Wouldn’t the same apply to Lori in that exchange. They just put the company on blast and aren’t willing to even hear the other side of things. That email exchange made me lose a ton of respect for them.

But, Vlad definitely should have stopped when Lori responded that they didn’t want to have a conversation at all. If for no other reason than they were a lost cause.

The one who "needs to hear the other side of things" is rarely the customer, and this is a good case study in why: no matter how much this customer "hears", they are right and Vlad is wrong with regards to the GDPR. By insisting that the customer needed to "hear the other (wrong) side of things" he looked worse than if he had just listened to the customer.

The customer isn't always right, but often is, like in this case. If you're a CEO, best to just pipe down, be humble, and listen to customers. Being open to being wrong is a nice plus, but either way, people will like you more if you appear to listen instead of argue. Even when you're right!

tl;dr: this isn't an internet argument between two otherwise-equal random strangers, this is a CEO talking down to a customer while being objectively wrong, which is 2x bad.
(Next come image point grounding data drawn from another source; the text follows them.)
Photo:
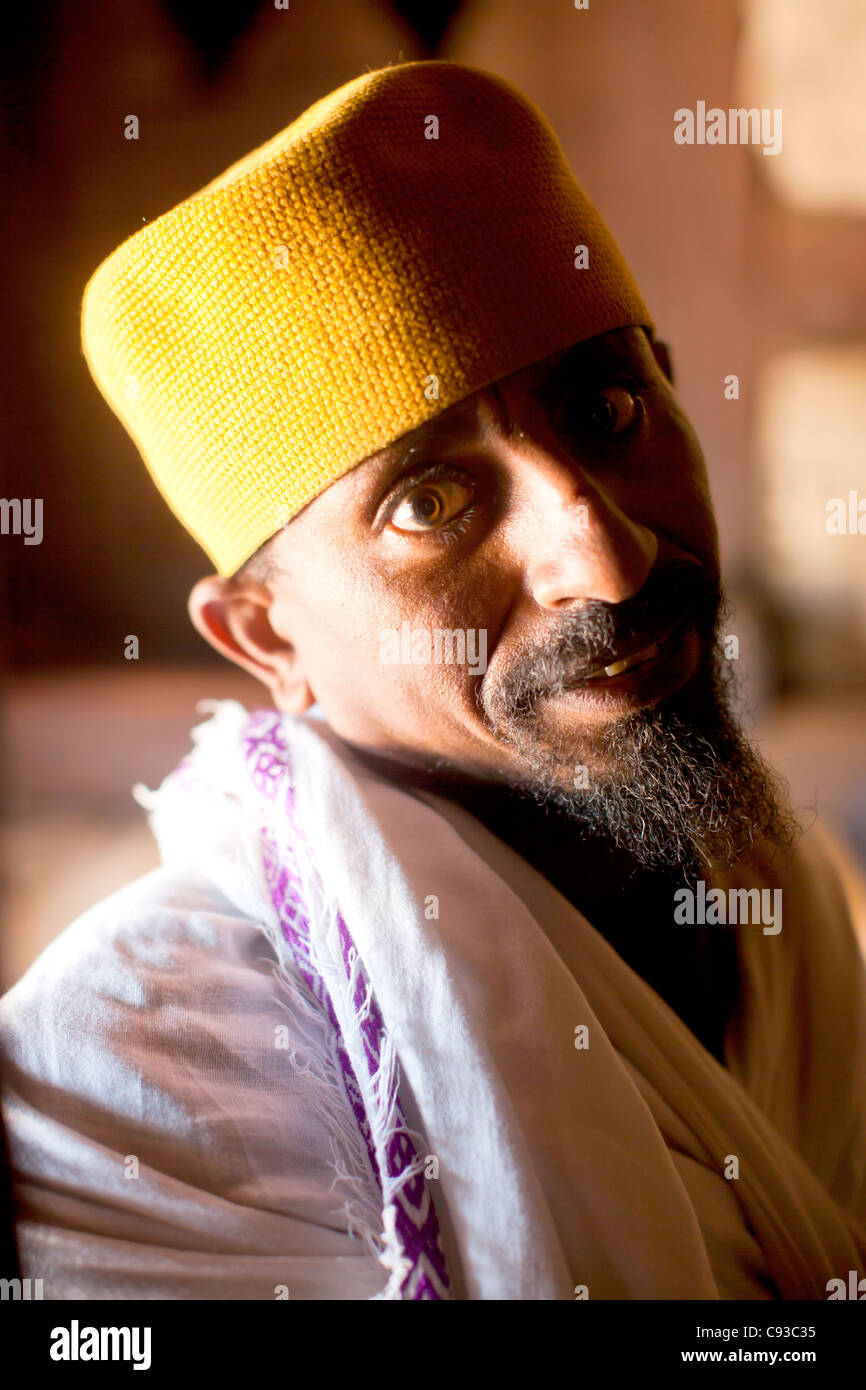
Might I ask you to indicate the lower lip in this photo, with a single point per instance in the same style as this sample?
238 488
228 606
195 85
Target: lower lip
648 681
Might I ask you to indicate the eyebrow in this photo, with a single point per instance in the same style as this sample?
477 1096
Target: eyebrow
451 427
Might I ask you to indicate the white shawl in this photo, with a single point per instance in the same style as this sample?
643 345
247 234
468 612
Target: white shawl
560 1171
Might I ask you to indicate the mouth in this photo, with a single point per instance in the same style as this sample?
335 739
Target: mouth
642 676
626 663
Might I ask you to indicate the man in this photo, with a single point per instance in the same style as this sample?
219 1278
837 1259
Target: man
488 963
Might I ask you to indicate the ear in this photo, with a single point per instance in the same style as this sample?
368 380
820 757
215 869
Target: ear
235 617
662 355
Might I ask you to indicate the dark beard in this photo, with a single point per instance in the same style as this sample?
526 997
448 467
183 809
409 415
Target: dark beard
677 786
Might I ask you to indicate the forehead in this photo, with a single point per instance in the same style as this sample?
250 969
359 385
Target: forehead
620 348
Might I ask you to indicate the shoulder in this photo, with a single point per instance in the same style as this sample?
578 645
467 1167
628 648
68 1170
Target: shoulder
135 957
159 1039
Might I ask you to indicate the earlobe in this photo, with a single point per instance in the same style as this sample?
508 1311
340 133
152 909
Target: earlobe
235 619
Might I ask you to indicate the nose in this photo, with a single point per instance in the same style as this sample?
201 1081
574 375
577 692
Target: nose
592 549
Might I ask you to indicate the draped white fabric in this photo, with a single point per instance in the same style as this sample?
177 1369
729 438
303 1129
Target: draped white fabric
148 1032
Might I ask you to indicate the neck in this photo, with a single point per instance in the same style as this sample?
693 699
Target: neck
694 969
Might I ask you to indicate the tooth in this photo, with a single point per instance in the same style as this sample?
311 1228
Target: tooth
617 667
633 660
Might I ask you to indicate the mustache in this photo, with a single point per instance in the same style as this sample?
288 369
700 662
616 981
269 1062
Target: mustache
597 633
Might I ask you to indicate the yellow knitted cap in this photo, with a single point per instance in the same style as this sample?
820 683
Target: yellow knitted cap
406 241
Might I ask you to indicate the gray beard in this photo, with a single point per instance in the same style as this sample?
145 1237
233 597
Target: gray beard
676 787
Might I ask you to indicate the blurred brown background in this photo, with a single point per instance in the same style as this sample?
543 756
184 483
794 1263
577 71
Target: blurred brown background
752 266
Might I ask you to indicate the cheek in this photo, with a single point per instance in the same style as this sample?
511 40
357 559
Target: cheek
385 653
674 489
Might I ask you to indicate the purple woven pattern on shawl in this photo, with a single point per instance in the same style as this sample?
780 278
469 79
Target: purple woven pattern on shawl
416 1225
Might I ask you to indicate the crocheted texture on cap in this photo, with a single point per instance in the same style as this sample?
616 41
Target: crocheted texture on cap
353 277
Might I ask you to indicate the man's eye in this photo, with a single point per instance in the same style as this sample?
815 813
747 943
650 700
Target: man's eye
612 409
430 505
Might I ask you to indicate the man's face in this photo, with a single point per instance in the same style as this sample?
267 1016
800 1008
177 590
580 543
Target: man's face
513 516
559 524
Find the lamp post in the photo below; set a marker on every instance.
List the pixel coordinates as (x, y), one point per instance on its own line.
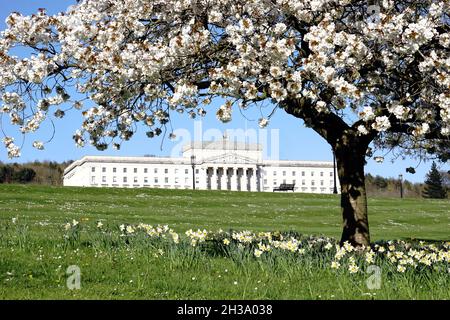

The problem is that Vlad seems objectively wrong about his interpretation of the GDPR and what is and is not PII. (I mean, jesus, "email address isn't PII because you can use a burner"? What, no, that's not how it works).

Instead of actually educating himself, he just argues that he's not wrong. I could easily see Lori being sick of the frustration of having to deal with that and just say "ok, nope, this conversation is done".

> They just put the company on blast and aren’t willing to even hear the other side of things.

I don't think that's what actually happened?